Of the 29 households, 24.1% had children under the age of 18; 37.9% were married couples living together; 24.1% had a female householder with no spouse or partner present. 41.4% of households consisted of individuals and 27.6% had someone living alone who was 65 years of age or older. The average household size was 1.4 and the average family size was 2.5. The percent of those with a bachelor's degree or higher was estimated to be 5.6% of the population.

18.5% of the population was under the age of 18, 5.6% from 18 to 24, 16.7% from 25 to 44, 25.9% from 45 to 64, and 33.3% who were 65 years of age or older. The median age was 58.7 years. For every 100 females, there were 86.2 males. For every 100 females ages 18 and older, there were 76.0 males.

The 2016–2020 5-year American Community Survey estimates show that the median household income was $20,313 (with a margin of error of +/- $14,782) and the median family income was $63,250 (+/- $40,020). Approximately, 0.0% of families and 21.7% of the population were below the poverty line, including 0.0% of those under the age of 18 and 46.7% of those ages 65 or over.

===2010 census===
As of the census of 2010, there were 65 people, 31 households, and 20 families residing in the city. The population density was 260.0 PD/sqmi. There were 42 housing units at an average density of 168.0 /sqmi. The racial makeup of the city was 100.0% White.

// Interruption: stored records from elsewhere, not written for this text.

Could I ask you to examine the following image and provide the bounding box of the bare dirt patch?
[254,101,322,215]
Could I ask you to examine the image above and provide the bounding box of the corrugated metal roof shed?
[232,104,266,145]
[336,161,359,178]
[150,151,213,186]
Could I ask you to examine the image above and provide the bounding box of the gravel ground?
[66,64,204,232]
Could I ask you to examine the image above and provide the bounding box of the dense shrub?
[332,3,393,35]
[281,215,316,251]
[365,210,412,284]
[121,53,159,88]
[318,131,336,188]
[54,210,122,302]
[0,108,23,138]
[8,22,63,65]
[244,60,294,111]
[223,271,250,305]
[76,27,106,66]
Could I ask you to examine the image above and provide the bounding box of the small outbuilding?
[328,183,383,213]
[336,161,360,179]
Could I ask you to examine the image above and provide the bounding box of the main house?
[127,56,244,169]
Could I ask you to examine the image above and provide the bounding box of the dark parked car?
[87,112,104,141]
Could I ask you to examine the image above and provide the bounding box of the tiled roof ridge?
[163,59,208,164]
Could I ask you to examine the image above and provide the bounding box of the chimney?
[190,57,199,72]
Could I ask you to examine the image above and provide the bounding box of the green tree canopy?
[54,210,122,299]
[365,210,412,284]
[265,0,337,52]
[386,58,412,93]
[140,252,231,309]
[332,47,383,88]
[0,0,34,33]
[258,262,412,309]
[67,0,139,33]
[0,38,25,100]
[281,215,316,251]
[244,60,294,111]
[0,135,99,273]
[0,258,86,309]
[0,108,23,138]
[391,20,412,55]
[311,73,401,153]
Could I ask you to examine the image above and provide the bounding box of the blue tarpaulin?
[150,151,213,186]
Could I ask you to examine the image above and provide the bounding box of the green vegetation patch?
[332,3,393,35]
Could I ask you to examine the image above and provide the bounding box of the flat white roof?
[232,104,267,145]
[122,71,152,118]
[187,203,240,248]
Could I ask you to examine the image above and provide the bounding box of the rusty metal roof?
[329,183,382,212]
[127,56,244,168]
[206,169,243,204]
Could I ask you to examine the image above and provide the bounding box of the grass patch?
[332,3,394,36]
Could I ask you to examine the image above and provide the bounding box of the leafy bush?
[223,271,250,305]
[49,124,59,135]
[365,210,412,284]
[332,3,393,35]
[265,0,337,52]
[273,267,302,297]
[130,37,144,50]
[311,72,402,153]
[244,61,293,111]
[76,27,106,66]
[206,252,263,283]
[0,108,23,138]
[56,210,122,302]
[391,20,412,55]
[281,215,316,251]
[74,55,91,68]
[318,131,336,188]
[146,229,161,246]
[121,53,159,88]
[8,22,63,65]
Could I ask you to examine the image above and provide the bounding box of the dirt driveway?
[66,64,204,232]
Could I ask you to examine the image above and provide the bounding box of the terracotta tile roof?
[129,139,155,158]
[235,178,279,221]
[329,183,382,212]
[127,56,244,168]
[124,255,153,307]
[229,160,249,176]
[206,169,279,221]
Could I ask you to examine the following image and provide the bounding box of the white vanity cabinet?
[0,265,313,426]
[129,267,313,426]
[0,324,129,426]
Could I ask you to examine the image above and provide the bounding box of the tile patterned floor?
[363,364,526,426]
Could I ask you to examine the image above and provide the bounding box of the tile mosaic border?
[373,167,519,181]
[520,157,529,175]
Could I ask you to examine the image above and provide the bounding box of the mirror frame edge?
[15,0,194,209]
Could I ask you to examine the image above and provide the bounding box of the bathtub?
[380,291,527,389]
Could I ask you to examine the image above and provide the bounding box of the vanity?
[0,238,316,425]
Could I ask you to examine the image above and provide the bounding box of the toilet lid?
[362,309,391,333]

There were 31 households, of which 16.1% had children under the age of 18 living with them, 54.8% were married couples living together, 6.5% had a female householder with no husband present, 3.2% had a male householder with no wife present, and 35.5% were non-families. 35.5% of all households were made up of individuals, and 19.4% had someone living alone who was 65 years of age or older. The average household size was 2.10 and the average family size was 2.70.

The median age in the city was 53.3 years. 13.8% of residents were under the age of 18; 7.7% were between the ages of 18 and 24; 12.2% were from 25 to 44; 41.6% were from 45 to 64; and 24.6% were 65 years of age or older. The gender makeup of the city was 40.0% male and 60.0% female.

==Education==
The community is served by La Crosse USD 395 public school district.

Alexander High School was closed in 1966 through school unification. The Alexander High School mascot was Whippets.